Support CELTUA CELTUA Blog Facebook Twitter

The Center for the Enhancement of Learning, Teaching, and University Assessment

Assessment Projects

Outcomes in the Majors PSY Example

January 5, 2010

To Psychology Faculty

From: Cecilia Shore, Beth Uhler & Joe Johnson

Greetings from the committee on Assessment of Outcomes in the Major! We are writing to bring you up to date on our process and results so far, and, ultimately, ask for your guidance as to the next steps the department should take. These will be discussed at the faculty meeting January 15.

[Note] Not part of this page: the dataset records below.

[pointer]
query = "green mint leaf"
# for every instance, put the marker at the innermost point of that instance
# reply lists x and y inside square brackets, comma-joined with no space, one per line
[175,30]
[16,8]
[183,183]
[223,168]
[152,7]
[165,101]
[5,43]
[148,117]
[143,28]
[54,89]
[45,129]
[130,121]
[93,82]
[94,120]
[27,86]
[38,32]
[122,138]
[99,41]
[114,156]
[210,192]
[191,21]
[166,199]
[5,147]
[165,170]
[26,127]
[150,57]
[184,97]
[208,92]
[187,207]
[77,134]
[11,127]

We would like to thank the other members of the Assessment Team: Len Mark, Peter Wessels, Ann Fuehrer, Paul Flaspohler, and Amanda Diekman. We would also like to thank the many faculty members and grad students who helped by allowing data collection in their classes, or by encouraging their students to participate.

Project history

In the spring of 2006, at the direction of the Liberal Education office, Psychology, along with the other social science departments began discussing methods of assessing learning outcomes within our majors. An examination of project assignments in capstone course syllabi indicated that faculty highly value critical thinking, research proficiency and application as outcomes among our majors. Previous attempts to do this have included using a rubric to measure research methods performance among undergraduate students presenting at departmental poster day, and the use of a rubric to evaluate research projects being conducted by students in capstone courses. These attempts have been marred by unrepresentative samples and the lack of a common assignment to which students were responding.

The current iteration: Goals and learning outcomes to be assessed

This project brought together two initiatives, the Assessment in Majors project and the Top 25 project. A goal of both of these groups is to assess the critical thinking skills of our majors as they relate to understanding research methods. The departmental assessment team and the Top25 teams met in a joint session in Spring 2008. We agreed that we would like to develop a common structure for assessments at several key points in our students' progress through the curriculum: before and after Introductory Psych, before and after Research Methods (PSY 294) and before and after capstone experiences.

We composed a list of learning objectives that we would like to assess, from a number of sources:

  • Decision making. Recognize biases and failures to consider evidence in decision making.
  • Scientific Thinking. Understand the scientific method, both in theory and in practice.
  • Conceptualization and theory-making , e.g., qualities of good theory
  • Falsifiability. Recognize the role of falsifiability in scientific theories. (short answers)
  • Recognize ethical obligations in research, and limits of contrived laboratory situations.
  • Measurement, e.g, reliability & validity
  • Case Studies and Personal 'Testimonials' (short answers)
  • Experiments, Correlation and Causation
  • Simple Causes, Interactions and Multiple Causality
  • Variability , Chance, e.g., gambler's fallacy
  • Data description, e.g., explain basic descriptive statistics, including graphical displays.
  • Data analysis, e.g., choice of appropriate statistical analysis
  • Data interpretation , e.g., recognize flaws in study (short answers)
  • Information literacy, e.g., plagiarizing vs paraphrasing.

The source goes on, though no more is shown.